For a more detailed look, let’s navigate to the structure page of ODD.
Here you can examine the dataset schema, including its fields, data types and available statistics for each field.
User Scenario and Our solution
As a user of ODD platform you may wish to have a capability to monitor modifications to any metadata entered into platform.
Currently, there isn’t a one-size-fits-all solution, but one option is to monitor alterations in the dataset’s structure directly within the platform.
This means that at any given moment, you can review fields, their types and more for any dataset, and you can also identify differences between any two versions (revisions) of the dataset’s structure.
Imagine a scenario where you have made changes such as modifying a column name in your dataset. From a product perspective, changing a column name in a dataset involves replacing the old column with the new one.
ODD compares datasets by identifying added or deleted columns based on their names. After making changes and saving them you’ll receive an alert with information about the modifications. If everything looks good, you can hit the “resolve” button to resolve the alert notification.
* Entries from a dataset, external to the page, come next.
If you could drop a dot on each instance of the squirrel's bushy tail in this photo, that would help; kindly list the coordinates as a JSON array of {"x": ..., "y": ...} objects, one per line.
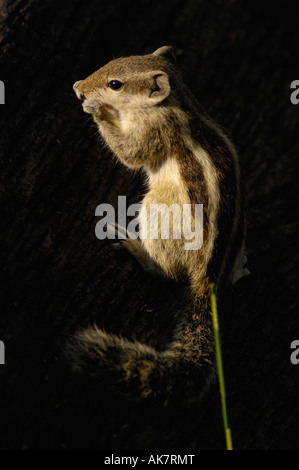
[{"x": 184, "y": 370}]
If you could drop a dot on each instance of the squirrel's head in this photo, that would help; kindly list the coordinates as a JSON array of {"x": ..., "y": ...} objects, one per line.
[{"x": 127, "y": 84}]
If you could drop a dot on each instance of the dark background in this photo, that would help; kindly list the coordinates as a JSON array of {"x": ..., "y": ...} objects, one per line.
[{"x": 239, "y": 58}]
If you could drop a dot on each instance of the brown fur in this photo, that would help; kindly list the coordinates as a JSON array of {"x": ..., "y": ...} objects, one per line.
[{"x": 155, "y": 123}]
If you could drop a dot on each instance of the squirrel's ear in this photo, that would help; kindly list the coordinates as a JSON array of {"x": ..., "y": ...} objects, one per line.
[
  {"x": 160, "y": 86},
  {"x": 166, "y": 52}
]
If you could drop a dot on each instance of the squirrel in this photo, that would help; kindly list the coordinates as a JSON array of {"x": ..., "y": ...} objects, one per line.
[{"x": 150, "y": 120}]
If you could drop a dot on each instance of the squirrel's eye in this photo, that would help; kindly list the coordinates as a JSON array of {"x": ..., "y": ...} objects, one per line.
[{"x": 115, "y": 84}]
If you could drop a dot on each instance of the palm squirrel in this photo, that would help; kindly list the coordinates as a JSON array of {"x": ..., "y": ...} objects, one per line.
[{"x": 150, "y": 120}]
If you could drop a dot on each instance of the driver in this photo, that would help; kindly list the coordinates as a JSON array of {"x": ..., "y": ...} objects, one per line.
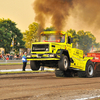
[{"x": 63, "y": 39}]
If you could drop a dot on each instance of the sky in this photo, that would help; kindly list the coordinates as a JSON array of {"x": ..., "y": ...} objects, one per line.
[
  {"x": 22, "y": 13},
  {"x": 19, "y": 11}
]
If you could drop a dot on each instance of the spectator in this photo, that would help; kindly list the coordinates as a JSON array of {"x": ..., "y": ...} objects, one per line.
[{"x": 24, "y": 61}]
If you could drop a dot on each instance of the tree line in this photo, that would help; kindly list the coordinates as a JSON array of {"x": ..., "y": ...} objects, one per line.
[{"x": 12, "y": 37}]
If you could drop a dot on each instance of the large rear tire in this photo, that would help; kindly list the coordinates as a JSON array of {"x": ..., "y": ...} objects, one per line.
[
  {"x": 89, "y": 72},
  {"x": 63, "y": 63},
  {"x": 34, "y": 65}
]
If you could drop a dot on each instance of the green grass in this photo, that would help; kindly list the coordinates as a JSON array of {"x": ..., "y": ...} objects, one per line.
[{"x": 19, "y": 72}]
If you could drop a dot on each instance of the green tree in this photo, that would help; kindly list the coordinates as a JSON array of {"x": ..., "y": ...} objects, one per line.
[
  {"x": 30, "y": 35},
  {"x": 9, "y": 31}
]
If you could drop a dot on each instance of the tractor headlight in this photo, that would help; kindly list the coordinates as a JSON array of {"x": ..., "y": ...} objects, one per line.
[
  {"x": 51, "y": 55},
  {"x": 47, "y": 49},
  {"x": 28, "y": 56}
]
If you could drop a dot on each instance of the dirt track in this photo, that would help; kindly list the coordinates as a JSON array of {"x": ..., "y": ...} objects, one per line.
[{"x": 45, "y": 86}]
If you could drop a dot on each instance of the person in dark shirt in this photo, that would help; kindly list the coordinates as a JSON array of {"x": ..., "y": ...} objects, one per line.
[{"x": 24, "y": 61}]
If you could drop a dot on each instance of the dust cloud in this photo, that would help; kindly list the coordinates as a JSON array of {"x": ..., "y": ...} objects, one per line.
[{"x": 66, "y": 14}]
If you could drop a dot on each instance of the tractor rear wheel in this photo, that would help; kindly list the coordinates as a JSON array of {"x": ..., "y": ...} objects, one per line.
[
  {"x": 34, "y": 65},
  {"x": 89, "y": 72},
  {"x": 63, "y": 63}
]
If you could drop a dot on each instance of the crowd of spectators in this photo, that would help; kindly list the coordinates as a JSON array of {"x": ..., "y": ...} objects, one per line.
[{"x": 10, "y": 57}]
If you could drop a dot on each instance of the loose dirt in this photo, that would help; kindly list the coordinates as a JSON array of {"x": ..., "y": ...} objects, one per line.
[{"x": 46, "y": 86}]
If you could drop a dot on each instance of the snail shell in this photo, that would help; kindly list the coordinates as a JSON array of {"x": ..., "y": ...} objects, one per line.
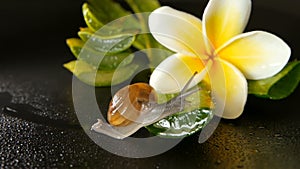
[{"x": 129, "y": 103}]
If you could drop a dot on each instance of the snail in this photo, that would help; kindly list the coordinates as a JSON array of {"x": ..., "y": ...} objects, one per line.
[{"x": 135, "y": 106}]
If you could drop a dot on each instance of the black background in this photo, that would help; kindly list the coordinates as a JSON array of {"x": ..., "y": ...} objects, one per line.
[{"x": 42, "y": 129}]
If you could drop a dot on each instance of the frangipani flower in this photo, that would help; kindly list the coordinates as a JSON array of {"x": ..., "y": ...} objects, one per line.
[{"x": 217, "y": 39}]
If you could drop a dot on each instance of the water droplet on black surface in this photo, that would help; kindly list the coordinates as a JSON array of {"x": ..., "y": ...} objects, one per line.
[
  {"x": 25, "y": 112},
  {"x": 5, "y": 98}
]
Additionally, a new dataset version is added to the revision history and you can easily compare dataset revisions using our user friendly interface, displaying all changes in detail.
You can see in the illustrations below how the platform highlights modifications in dataset schema when a column is either added or removed.
It’s important to emphasize that this feature is capable of monitoring and visually representing a variety of other dataset schema changes, such as modification of data type in dataset as an example.
Every feature needs a practical application to be meaningful and here’s one for the feature described above.
In the context of machine learning, data versioning involves monitoring changes in training data over time. It is widely known that data changes can significantly impact model performance.
In this context the existence of multiple training data versions each serving different purposes is very common as it brings the opportunity to train individual ML models for each of them. The reason for doing this is to see how each change in the dataset affects the model’s performance and select the one that leads to best model performance. This is a strategy for experimenting with the data to enhance the performance of the model.